Patrick Matheson and his rescue team emerged sweaty, breathing heavily. They ripped off their masks, soaking in the air-conditioning of the convention hall. Matheson said they’d found a few guys.
“Some,” he said, “were not alive.”
In real life, Matheson, a miner from Colorado, has never been part of a coal-mine rescue. But he trains for it constantly. And at least twice a year, he takes part in a rescue contest such as the one yesterday at the Greater Columbus Convention Center.
“They’re preparing for the event that they never want to experience,” said Bruce Watzman, a senior vice president with the National Mining Association.
More than 1,000 miners and company officials came through the center this week as part of the 2013 National Coal Mine Rescue, First Aid, Bench and Pre-Shift Competition. It is sponsored by the National Mining Association and administered by the U.S. Department of Labor’s Mine Safety and Health Administration.
Eighty-five teams across the underground coal industry, from Utah to Alabama, showed up to compete in simulations that tested their skills in administering first aid, fixing breathing equipment and identifying hazards underground. The biennial event wraps up today.

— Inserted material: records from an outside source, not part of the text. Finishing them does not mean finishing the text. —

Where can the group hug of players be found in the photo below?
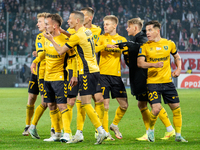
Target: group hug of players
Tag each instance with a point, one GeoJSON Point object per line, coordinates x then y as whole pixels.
{"type": "Point", "coordinates": [79, 64]}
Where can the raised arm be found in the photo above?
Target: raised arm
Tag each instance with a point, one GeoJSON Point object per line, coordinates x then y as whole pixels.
{"type": "Point", "coordinates": [177, 60]}
{"type": "Point", "coordinates": [39, 58]}
{"type": "Point", "coordinates": [74, 80]}
{"type": "Point", "coordinates": [64, 32]}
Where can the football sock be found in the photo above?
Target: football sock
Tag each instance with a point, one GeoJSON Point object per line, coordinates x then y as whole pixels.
{"type": "Point", "coordinates": [164, 118]}
{"type": "Point", "coordinates": [80, 115]}
{"type": "Point", "coordinates": [100, 129]}
{"type": "Point", "coordinates": [177, 119]}
{"type": "Point", "coordinates": [65, 119]}
{"type": "Point", "coordinates": [38, 113]}
{"type": "Point", "coordinates": [118, 115]}
{"type": "Point", "coordinates": [60, 119]}
{"type": "Point", "coordinates": [152, 121]}
{"type": "Point", "coordinates": [105, 120]}
{"type": "Point", "coordinates": [145, 116]}
{"type": "Point", "coordinates": [29, 114]}
{"type": "Point", "coordinates": [92, 115]}
{"type": "Point", "coordinates": [55, 120]}
{"type": "Point", "coordinates": [99, 108]}
{"type": "Point", "coordinates": [70, 114]}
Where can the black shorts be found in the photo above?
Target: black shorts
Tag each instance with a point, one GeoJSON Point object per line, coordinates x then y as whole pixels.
{"type": "Point", "coordinates": [41, 86]}
{"type": "Point", "coordinates": [55, 91]}
{"type": "Point", "coordinates": [167, 90]}
{"type": "Point", "coordinates": [113, 84]}
{"type": "Point", "coordinates": [72, 92]}
{"type": "Point", "coordinates": [142, 97]}
{"type": "Point", "coordinates": [88, 83]}
{"type": "Point", "coordinates": [33, 85]}
{"type": "Point", "coordinates": [98, 88]}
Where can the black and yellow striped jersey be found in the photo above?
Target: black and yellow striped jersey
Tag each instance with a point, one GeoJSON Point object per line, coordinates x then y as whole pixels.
{"type": "Point", "coordinates": [85, 49]}
{"type": "Point", "coordinates": [109, 58]}
{"type": "Point", "coordinates": [155, 52]}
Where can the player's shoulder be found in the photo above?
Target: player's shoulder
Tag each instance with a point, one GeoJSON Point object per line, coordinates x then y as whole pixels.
{"type": "Point", "coordinates": [71, 31]}
{"type": "Point", "coordinates": [96, 27]}
{"type": "Point", "coordinates": [40, 36]}
{"type": "Point", "coordinates": [121, 37]}
{"type": "Point", "coordinates": [163, 40]}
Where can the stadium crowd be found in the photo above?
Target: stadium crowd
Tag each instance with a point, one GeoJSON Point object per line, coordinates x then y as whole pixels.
{"type": "Point", "coordinates": [183, 21]}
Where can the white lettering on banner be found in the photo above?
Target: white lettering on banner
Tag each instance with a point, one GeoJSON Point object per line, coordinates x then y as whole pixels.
{"type": "Point", "coordinates": [189, 81]}
{"type": "Point", "coordinates": [191, 59]}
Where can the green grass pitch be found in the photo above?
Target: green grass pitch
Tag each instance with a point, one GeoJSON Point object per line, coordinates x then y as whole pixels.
{"type": "Point", "coordinates": [12, 122]}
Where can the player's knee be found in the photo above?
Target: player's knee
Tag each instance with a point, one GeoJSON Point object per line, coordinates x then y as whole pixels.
{"type": "Point", "coordinates": [44, 105]}
{"type": "Point", "coordinates": [106, 106]}
{"type": "Point", "coordinates": [124, 107]}
{"type": "Point", "coordinates": [142, 105]}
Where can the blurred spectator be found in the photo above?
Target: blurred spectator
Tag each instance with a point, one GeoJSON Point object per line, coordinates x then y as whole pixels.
{"type": "Point", "coordinates": [4, 70]}
{"type": "Point", "coordinates": [195, 44]}
{"type": "Point", "coordinates": [22, 73]}
{"type": "Point", "coordinates": [189, 70]}
{"type": "Point", "coordinates": [181, 45]}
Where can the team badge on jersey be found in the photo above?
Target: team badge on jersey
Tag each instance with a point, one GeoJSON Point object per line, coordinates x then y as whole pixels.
{"type": "Point", "coordinates": [39, 45]}
{"type": "Point", "coordinates": [119, 41]}
{"type": "Point", "coordinates": [140, 50]}
{"type": "Point", "coordinates": [95, 36]}
{"type": "Point", "coordinates": [165, 47]}
{"type": "Point", "coordinates": [113, 41]}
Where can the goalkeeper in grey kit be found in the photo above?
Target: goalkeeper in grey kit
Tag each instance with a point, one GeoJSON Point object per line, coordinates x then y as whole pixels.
{"type": "Point", "coordinates": [138, 76]}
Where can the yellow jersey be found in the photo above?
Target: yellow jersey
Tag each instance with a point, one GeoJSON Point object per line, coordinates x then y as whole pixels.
{"type": "Point", "coordinates": [39, 45]}
{"type": "Point", "coordinates": [109, 58]}
{"type": "Point", "coordinates": [55, 63]}
{"type": "Point", "coordinates": [69, 63]}
{"type": "Point", "coordinates": [85, 49]}
{"type": "Point", "coordinates": [155, 52]}
{"type": "Point", "coordinates": [96, 31]}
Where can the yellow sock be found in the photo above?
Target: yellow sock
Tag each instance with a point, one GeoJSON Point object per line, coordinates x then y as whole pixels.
{"type": "Point", "coordinates": [81, 114]}
{"type": "Point", "coordinates": [70, 114]}
{"type": "Point", "coordinates": [92, 115]}
{"type": "Point", "coordinates": [55, 120]}
{"type": "Point", "coordinates": [29, 113]}
{"type": "Point", "coordinates": [99, 108]}
{"type": "Point", "coordinates": [118, 115]}
{"type": "Point", "coordinates": [152, 120]}
{"type": "Point", "coordinates": [60, 119]}
{"type": "Point", "coordinates": [177, 119]}
{"type": "Point", "coordinates": [65, 119]}
{"type": "Point", "coordinates": [145, 116]}
{"type": "Point", "coordinates": [164, 117]}
{"type": "Point", "coordinates": [38, 113]}
{"type": "Point", "coordinates": [105, 120]}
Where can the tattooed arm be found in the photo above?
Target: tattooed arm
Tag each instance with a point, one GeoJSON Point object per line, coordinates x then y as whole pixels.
{"type": "Point", "coordinates": [177, 59]}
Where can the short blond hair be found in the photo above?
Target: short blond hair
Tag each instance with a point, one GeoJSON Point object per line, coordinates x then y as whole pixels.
{"type": "Point", "coordinates": [44, 14]}
{"type": "Point", "coordinates": [112, 18]}
{"type": "Point", "coordinates": [137, 21]}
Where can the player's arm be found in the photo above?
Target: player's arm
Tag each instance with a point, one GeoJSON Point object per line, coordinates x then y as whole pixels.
{"type": "Point", "coordinates": [143, 64]}
{"type": "Point", "coordinates": [39, 58]}
{"type": "Point", "coordinates": [177, 60]}
{"type": "Point", "coordinates": [64, 32]}
{"type": "Point", "coordinates": [59, 49]}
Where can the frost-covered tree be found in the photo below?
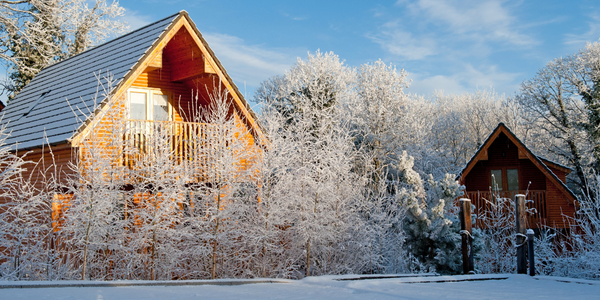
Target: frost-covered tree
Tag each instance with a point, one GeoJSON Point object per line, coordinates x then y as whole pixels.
{"type": "Point", "coordinates": [432, 225]}
{"type": "Point", "coordinates": [562, 101]}
{"type": "Point", "coordinates": [37, 33]}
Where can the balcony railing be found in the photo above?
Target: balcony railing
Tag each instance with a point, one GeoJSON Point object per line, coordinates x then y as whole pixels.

Like Matheson, many of the miners have never been involved in a mine disaster. But others spoke of lost friends and fallen co-workers.
Jeff Roberts, a 50-year-old coal miner from Kentucky, said he was part of the recovery efforts in the 2006 Kentucky Darby mine explosion that killed five miners.
That same year, 12 miners died in the Sago Mine disaster in West Virginia. That explosion still weighs heavily on the minds of those in the industry, as does the 2010 Upper Big Branch disaster in West Virginia that killed 29 miners.
Watzman said new initiatives aim to make U.S. mining safer and eliminate fatalities within five years. Another push to reduce deaths and injuries involves the increased use of simulators to train miners in everything from drilling to welding.
But there will always be rescue teams, Watzman said, which is why miners navigated their way yesterday through poles and curtains that looked more like mazes than simulated mines. As he watched the men pass gauges through the air and shout to each other through their masks, Watzman said he hoped all this training would never be necessary.
“That’s the ultimate goal,” he said. “That you never need it.”